図16は、本発明の焼結鉱の製造方法を適用した場合において、初期水分の変動に対する原料層通気性、遠心脱水分、初期水分および造粒水分の目標値の変化を示す図である。同図では横軸に操作ステップ、縦軸に原料層通気性[J.P.U]、遠心脱水分[質量%]、初期水分[質量%]および造粒水分の目標値[質量%]をそれぞれ示す。
初期状態である操作ステップ0では、遠心脱水分が管理範囲内の1.5質量%であり、その際の焼結原料の初期水分は0質量%、造粒水分の目標値は6.5質量%であった。操作ステップ1において、焼結原料の初期水分を4質量%に変動させると、造粒水分の目標値は6.5質量%のままであるが、遠心脱水分が管理範囲未満の0.4質量%に減少し、原料層通気性が大幅に悪化した。
そこで、操作ステップ2では、遠心脱水分が管理範囲未満となったのに応じて、造粒水分の目標値を1.0質量%増加させて7.5質量%とした。その結果、遠心脱水分が0.9質量%まで上昇するとともに、原料層通気性が向上したが、遠心脱水分は依然として管理範囲未満であった。さらに、操作ステップ3では、造粒水分の目標値を8.5質量%まで増加させたところ、遠心脱水分が管理範囲内の1.5質量%となったので、造粒水分の目標値を8.5質量%で維持した。また、操作ステップ3では、遠心脱水分の増加とともに、原料層通気性が向上した。

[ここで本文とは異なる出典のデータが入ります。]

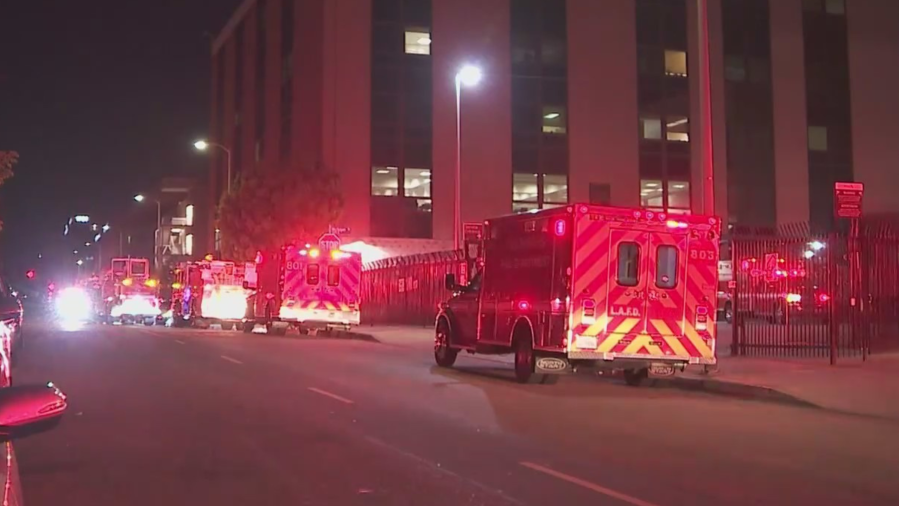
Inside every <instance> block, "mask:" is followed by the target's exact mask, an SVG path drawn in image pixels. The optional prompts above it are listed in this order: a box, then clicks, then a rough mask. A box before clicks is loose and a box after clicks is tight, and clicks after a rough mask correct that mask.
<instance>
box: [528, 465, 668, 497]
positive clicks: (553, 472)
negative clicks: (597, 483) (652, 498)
mask: <svg viewBox="0 0 899 506" xmlns="http://www.w3.org/2000/svg"><path fill="white" fill-rule="evenodd" d="M519 464H520V465H522V466H524V467H527V468H528V469H532V470H534V471H538V472H541V473H543V474H548V475H549V476H552V477H553V478H558V479H560V480H563V481H567V482H568V483H572V484H574V485H578V486H580V487H584V488H586V489H588V490H592V491H594V492H598V493H600V494H603V495H607V496H609V497H612V498H614V499H618V500H619V501H622V502H626V503H628V504H633V505H634V506H657V505H656V504H654V503H651V502H647V501H644V500H642V499H637V498H636V497H632V496H629V495H627V494H622V493H621V492H616V491H614V490H612V489H610V488H606V487H602V486H600V485H597V484H595V483H591V482H589V481H587V480H582V479H580V478H577V477H575V476H570V475H567V474H565V473H560V472H559V471H556V470H555V469H550V468H548V467H544V466H541V465H540V464H534V463H533V462H519Z"/></svg>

操作ステップ4において、焼結原料の初期水分を0質量%に変動させたが、造粒水分の目標値が8.5質量%のままであるので、遠心脱水分が管理範囲を超えて3.3質量%に増加し、原料層通気性が悪化した。そこで、操作ステップ5では、造粒水分の目標値を1.0質量%減少させて7.5質量%とし、その結果、遠心脱水分が管理範囲内の2.4質量%まで減少したことから、造粒水分の目標値を7.5質量%に維持した。また、操作ステップ5では、遠心脱水分の減少とともに、原料層通気性が向上した。
以上のように、焼結原料の初期水分が変動して遠心脱水処理による除去水分値(遠心脱水分)が1.3質量%〜2.5質量%の範囲外になった場合でも、焼結原料が含有する全水分(造粒水分)の目標値を変更して添加水分量を調整することで、焼結機に装入された際の原料層通気性を安定して向上できることが確認できた。